INEP Revalida - Exame Nacional de Revalidação de Diplomas Médicos — Prova 2022
Um homem com 22 anos de idade, atendido no Pronto-Socorro de hospital, apresentava um ferimento por projétil de arma de fogo no hemitórax direito. Ao exame físico, foram constatados: frequência respiratória de 24 incursões respiratórias por minuto, frequência cardíaca de 110 batimentos por minuto, preenchimento capilar maior que 2 segundos, pressão arterial de 80 x 40 mmHg, estase jugular bilateral, desvio da traqueia para a esquerda, murmúrio vesicular abolido e timpanismo aumentado no hemitórax direito. Com base nesses dados, a conduta adequada é realizar
FPAF + choque + estase jugular + desvio traqueia + MV abolido + timpanismo → pneumotórax hipertensivo, descompressão imediata.
O quadro clínico (FPAF, choque, estase jugular, desvio de traqueia, MV abolido e timpanismo) é clássico de pneumotórax hipertensivo, uma emergência que causa choque obstrutivo.
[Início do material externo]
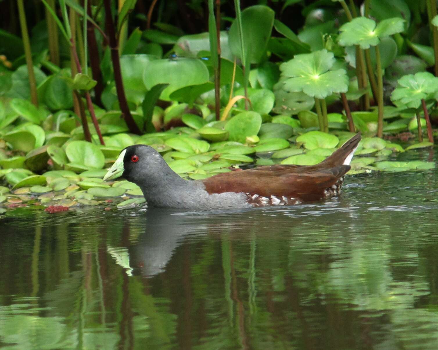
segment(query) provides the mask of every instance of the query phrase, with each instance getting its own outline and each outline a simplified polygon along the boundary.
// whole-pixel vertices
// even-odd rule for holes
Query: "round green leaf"
[[[261,117],[256,112],[243,112],[235,115],[225,124],[230,132],[229,139],[244,143],[247,136],[257,135],[261,125]]]
[[[105,165],[105,156],[99,147],[86,141],[72,141],[66,148],[65,153],[71,163],[82,165],[79,167],[84,170],[100,169]]]
[[[303,143],[304,148],[307,149],[334,148],[339,143],[339,139],[334,135],[313,131],[298,136],[297,138],[297,142]]]
[[[178,58],[149,62],[145,68],[143,81],[148,89],[158,84],[169,84],[169,86],[161,93],[160,99],[169,101],[170,95],[174,91],[205,83],[209,77],[208,71],[201,60]]]

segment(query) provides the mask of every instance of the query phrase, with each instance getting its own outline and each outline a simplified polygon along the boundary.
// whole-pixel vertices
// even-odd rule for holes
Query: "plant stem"
[[[381,60],[380,58],[380,50],[378,46],[376,48],[376,64],[377,70],[377,107],[378,119],[377,121],[377,137],[383,136],[383,78],[382,76]]]
[[[341,92],[341,97],[342,98],[342,103],[344,105],[345,115],[347,116],[347,121],[348,122],[348,130],[351,132],[354,132],[354,123],[353,122],[353,117],[351,117],[351,112],[350,110],[350,106],[348,105],[347,95],[344,93]]]
[[[351,13],[353,14],[353,17],[356,18],[357,17],[357,11],[356,9],[354,0],[350,0],[350,7],[351,7]]]
[[[23,37],[23,46],[26,56],[26,64],[27,65],[28,74],[29,75],[29,85],[30,88],[30,98],[32,103],[38,106],[38,96],[36,92],[36,80],[35,73],[33,71],[33,63],[32,61],[32,52],[30,48],[30,41],[28,32],[27,24],[26,23],[26,14],[23,0],[17,0],[18,7],[18,16],[20,25],[21,28],[21,36]]]
[[[91,17],[91,4],[89,1],[88,3],[87,12],[88,15]],[[97,49],[97,41],[94,32],[94,26],[88,21],[87,21],[87,37],[88,39],[88,49],[90,50],[90,64],[93,73],[93,79],[97,82],[96,86],[94,87],[95,98],[96,103],[101,106],[101,96],[103,91],[103,77],[100,70],[99,51]]]
[[[368,77],[370,79],[370,83],[371,85],[371,91],[373,94],[373,97],[375,101],[377,101],[377,82],[376,81],[376,77],[374,75],[374,70],[373,69],[373,65],[371,62],[371,54],[370,49],[365,50],[365,60],[367,62],[367,71],[368,72]]]
[[[327,105],[325,99],[322,99],[321,101],[321,110],[322,111],[323,121],[324,124],[324,132],[328,132],[328,119],[327,118]]]
[[[103,5],[105,9],[105,19],[106,22],[106,30],[108,39],[110,40],[110,46],[111,50],[111,61],[113,62],[113,69],[114,71],[114,78],[117,90],[117,96],[119,99],[119,104],[122,111],[123,118],[129,128],[130,131],[133,134],[140,134],[141,133],[140,129],[135,123],[126,100],[125,91],[123,88],[123,80],[122,79],[122,72],[120,67],[120,58],[119,57],[119,48],[117,39],[116,38],[116,31],[114,21],[111,12],[111,0],[103,0]]]
[[[71,40],[71,50],[73,53],[73,57],[74,63],[76,65],[76,69],[79,73],[82,73],[82,69],[81,68],[81,64],[79,63],[79,57],[78,57],[78,53],[76,52],[76,46],[74,42]],[[100,128],[99,127],[99,123],[97,122],[97,118],[96,118],[96,114],[94,112],[94,106],[93,106],[93,103],[91,100],[91,97],[90,96],[90,93],[88,91],[85,93],[85,99],[87,100],[87,106],[88,110],[90,112],[90,115],[91,116],[91,120],[93,121],[93,124],[94,125],[94,128],[96,130],[98,136],[99,137],[99,141],[100,144],[104,145],[105,143],[103,141],[103,138],[102,137],[102,133],[100,132]],[[88,128],[87,124],[87,128]],[[85,132],[84,132],[85,134]]]
[[[437,0],[430,0],[431,4],[431,17],[433,18],[437,15]],[[438,28],[429,23],[430,29],[434,38],[434,55],[435,57],[435,76],[438,77]]]
[[[432,125],[431,124],[431,119],[429,117],[429,112],[427,111],[427,106],[426,105],[426,101],[424,99],[421,99],[421,105],[423,106],[423,111],[424,113],[424,119],[426,119],[426,125],[427,127],[427,138],[430,142],[434,143],[434,134],[432,132]]]
[[[322,112],[321,111],[321,104],[320,102],[319,99],[315,97],[315,108],[316,109],[316,114],[318,115],[318,122],[319,124],[320,131],[324,132],[324,118],[322,116]]]
[[[421,118],[420,117],[420,113],[418,111],[416,113],[417,116],[417,128],[418,130],[418,142],[423,142],[423,131],[421,130]]]
[[[350,12],[350,9],[348,8],[348,7],[347,6],[347,4],[345,3],[345,1],[340,1],[339,2],[341,3],[341,5],[342,6],[342,8],[344,9],[344,11],[345,11],[345,14],[347,16],[347,19],[348,20],[349,22],[351,22],[351,20],[353,19],[353,16],[351,15],[351,12]]]
[[[47,0],[47,4],[53,11],[55,11],[55,0]],[[47,33],[49,35],[49,51],[50,62],[59,66],[59,46],[58,42],[58,27],[50,12],[46,9],[46,20],[47,22]]]
[[[82,130],[84,131],[84,137],[86,141],[89,142],[92,142],[91,134],[90,133],[90,129],[88,127],[88,122],[87,121],[87,117],[85,115],[85,108],[84,107],[84,102],[81,98],[81,95],[76,90],[73,90],[73,94],[74,95],[76,99],[78,100],[78,103],[79,108],[79,116],[81,117],[81,121],[82,124]]]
A conduta inicial é a descompressão imediata com toracocentese de alívio, seguida de drenagem pleural fechada definitiva.
O pneumotórax hipertensivo é uma emergência médica com risco de vida, frequentemente associada a trauma torácico, como ferimentos por projétil de arma de fogo (FPAF). Ele ocorre quando o ar entra no espaço pleural durante a inspiração, mas não consegue sair durante a expiração, criando um mecanismo de válvula unidirecional. Isso leva a um acúmulo progressivo de ar sob pressão no espaço pleural, causando colapso do pulmão ipsilateral, desvio do mediastino para o lado contralateral e compressão das grandes veias, resultando em diminuição do retorno venoso e choque obstrutivo. O diagnóstico do pneumotórax hipertensivo é eminentemente clínico e não deve ser atrasado por exames de imagem. Os sinais e sintomas incluem dispneia intensa, dor torácica, hipotensão, taquicardia, estase jugular, desvio da traqueia para o lado oposto ao pneumotórax, murmúrio vesicular abolido e timpanismo à percussão no hemitórax afetado. A presença desses sinais em um paciente traumatizado exige ação imediata. A conduta adequada e prioritária é a descompressão imediata do pneumotórax hipertensivo. Isso é realizado inicialmente por uma toracocentese de alívio (descompressão com agulha), inserindo uma agulha calibrosa no segundo espaço intercostal na linha hemiclavicular ou no quinto espaço intercostal na linha axilar média. Após o alívio da pressão, o tratamento definitivo é a inserção de um dreno torácico (drenagem pleural fechada) no quinto espaço intercostal, linha axilar média, para permitir a drenagem contínua do ar e a reexpansão pulmonar. A radiografia de tórax só deve ser realizada após a descompressão inicial e estabilização do paciente.
Os sinais clássicos incluem dispneia progressiva, dor torácica, hipotensão, taquicardia, estase jugular, desvio da traqueia para o lado oposto, murmúrio vesicular abolido e timpanismo à percussão no hemitórax afetado.
A toracocentese de alívio é a primeira conduta porque o pneumotórax hipertensivo é uma emergência com risco de vida, causando colapso pulmonar e comprometimento hemodinâmico. A agulha permite a saída imediata do ar sob pressão, aliviando a compressão e estabilizando o paciente.
No pneumotórax simples, o ar entra no espaço pleural, mas não há acúmulo de pressão significativo. No hipertensivo, o ar entra na inspiração e não sai na expiração (mecanismo de válvula), levando a um aumento progressivo da pressão intratorácica, colapso pulmonar, desvio mediastinal e choque obstrutivo.